Николай Лесков - Божедомы
А потом:
Свеженькой кровушки
Повыточим, повыточим. —
Теперь кому премию дать? Шум: ги-га-го-у! Одного провалили, другого… Свист! Теперь большинство голосов, чтобы Некрасову выдать премию: у имущего будет и преизбудет! Опять шум. Не согласны. Не надо. За что? Красные петухи зевают: “Он Муравьеву стихи писал”. Смятение. Кому же? Голос из-под земли: “Краевскому!” Кому? Краевскому премию, вот кому! Спор: отчего и почему? Он “Голос” издает. Позор! Но он и “Отечественные” издает! Честь. Да и доказать тут всем, что такое есть Краевский: одной рукой в тех, другой – в этих, и налаживает, и разлаживает, а в общем от этого все разлад.
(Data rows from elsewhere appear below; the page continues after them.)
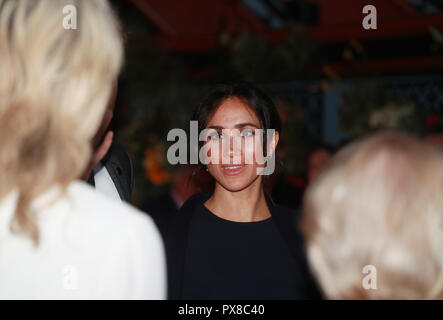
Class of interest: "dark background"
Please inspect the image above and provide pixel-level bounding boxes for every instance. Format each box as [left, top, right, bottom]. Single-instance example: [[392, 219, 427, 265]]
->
[[106, 0, 443, 206]]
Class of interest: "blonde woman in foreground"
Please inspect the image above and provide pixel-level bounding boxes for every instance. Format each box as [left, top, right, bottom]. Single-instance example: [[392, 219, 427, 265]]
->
[[302, 133, 443, 299], [0, 0, 166, 299]]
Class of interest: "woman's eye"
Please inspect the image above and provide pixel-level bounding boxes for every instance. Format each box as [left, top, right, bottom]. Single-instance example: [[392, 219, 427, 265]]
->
[[240, 129, 254, 137]]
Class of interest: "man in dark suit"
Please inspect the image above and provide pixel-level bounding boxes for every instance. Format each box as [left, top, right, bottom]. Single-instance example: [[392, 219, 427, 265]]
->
[[82, 81, 134, 203]]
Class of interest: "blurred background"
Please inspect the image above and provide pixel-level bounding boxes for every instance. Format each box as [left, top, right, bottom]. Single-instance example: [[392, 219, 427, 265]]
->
[[106, 0, 443, 208]]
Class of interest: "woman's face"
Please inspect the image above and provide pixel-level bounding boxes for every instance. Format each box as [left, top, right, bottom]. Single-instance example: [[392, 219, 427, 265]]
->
[[205, 98, 278, 192]]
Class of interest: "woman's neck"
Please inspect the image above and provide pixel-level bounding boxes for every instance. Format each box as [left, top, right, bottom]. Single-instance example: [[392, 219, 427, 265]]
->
[[205, 179, 271, 222]]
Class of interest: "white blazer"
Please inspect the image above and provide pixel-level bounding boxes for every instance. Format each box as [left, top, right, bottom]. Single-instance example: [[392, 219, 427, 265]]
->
[[0, 181, 166, 299]]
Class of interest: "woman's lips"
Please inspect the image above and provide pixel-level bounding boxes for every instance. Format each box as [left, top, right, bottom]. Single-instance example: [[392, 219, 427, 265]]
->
[[222, 164, 246, 176]]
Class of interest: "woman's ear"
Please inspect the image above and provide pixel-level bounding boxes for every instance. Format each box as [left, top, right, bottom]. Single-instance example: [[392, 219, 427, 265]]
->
[[268, 131, 280, 154]]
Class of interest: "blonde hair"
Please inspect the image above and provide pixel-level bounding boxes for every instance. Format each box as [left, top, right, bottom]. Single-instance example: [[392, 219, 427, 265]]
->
[[301, 133, 443, 299], [0, 0, 123, 244]]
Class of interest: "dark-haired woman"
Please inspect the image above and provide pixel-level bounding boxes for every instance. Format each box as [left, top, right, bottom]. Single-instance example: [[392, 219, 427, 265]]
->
[[161, 83, 319, 299]]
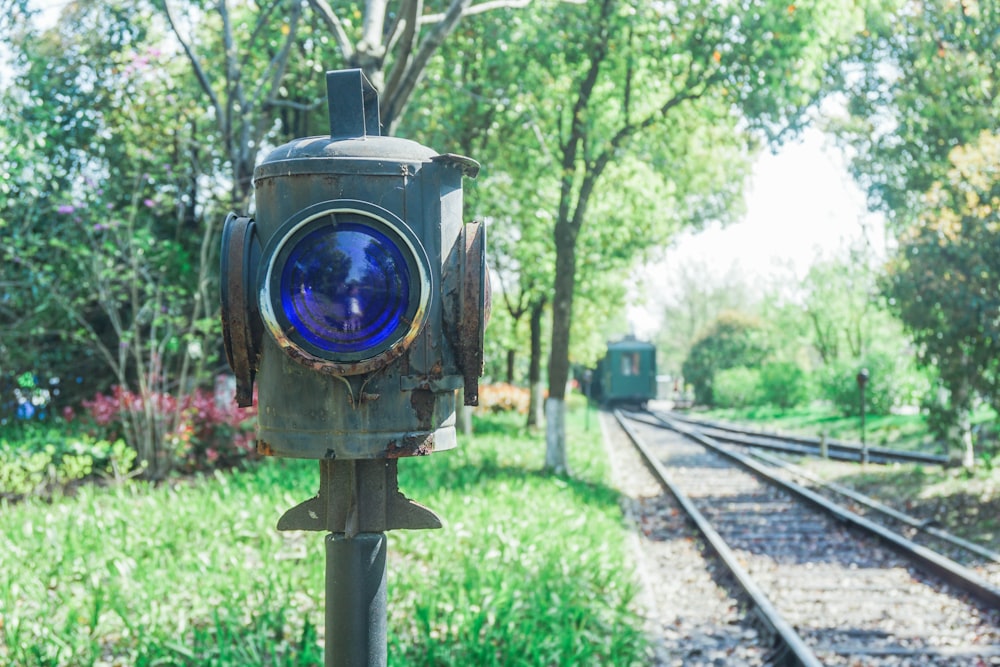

Голоса: молодчина Краевский, вполне молодчина! В прошедшем отличный, в настоящем полезен, в будущем благонадежен. Я всех покрываю: он! он, Краевский, достоин Монтиона! Почему я так действую? Потому что я его вижу, он всем служил, и придет антихрист, понадобится ему орган, он которою-нибудь рукою и антихриста поддержит, и молодчина! Вольф дает звонок, тишина, и премия присуждается Краевскому. Потом команда: “Всех бесчестных к столбам!” Начинается: Каткова первого, Аксакова, Леонтьева, Писемского, Стебницкого… ну и еще сколько их таких наберется. Теперь их уж не очень и много. Ну тут как этих прикрепят – щит… Краевского на рыцарский щит триумфатором… и идем и несем его на щите над головами. Крестовский впереди на уланском коне едет, и поем похвальную песнь-гимн, “краевский гимн”, так называется будет. – Термосёсов ударил ладонью по столу и запел на голос одного известного марша:
Персидский шах его почтил,
Стал “Голос” старца бесподобен,
Он “Льва и Солнца” получил
За то, что льву он доблестью подобен,
И солнце разумом затмил,
Затмил, затмил, затмил! —
И с этим мы уходим; сцена остается темною, и на ней у столбов одни бесчестные, – заключил Термосёсов и вдруг, быстро поднявшись, взял Омнепотенского за плечи и сказал:
– Ну так приноси сейчас сюда бумагу и пиши.
– Что писать? – осведомился Омнепотенский.
– Приноси: я скажу тогда. Пойди-ка сюда в уголок!
– Вот что напишешь, – заговорил он на ухо Омнепотенскому. – Все, что видел и что слышал от этого Туганова и от попа, все изобрази и пошли.
– Куда? – осведомился, широко раскрывая от удивления свои глаза, Омнепотенский. Термосёсов ему шепнул.
– Что вы? Что вы это? – громко заговорил, отчаянно замахав руками, Омнепотенский.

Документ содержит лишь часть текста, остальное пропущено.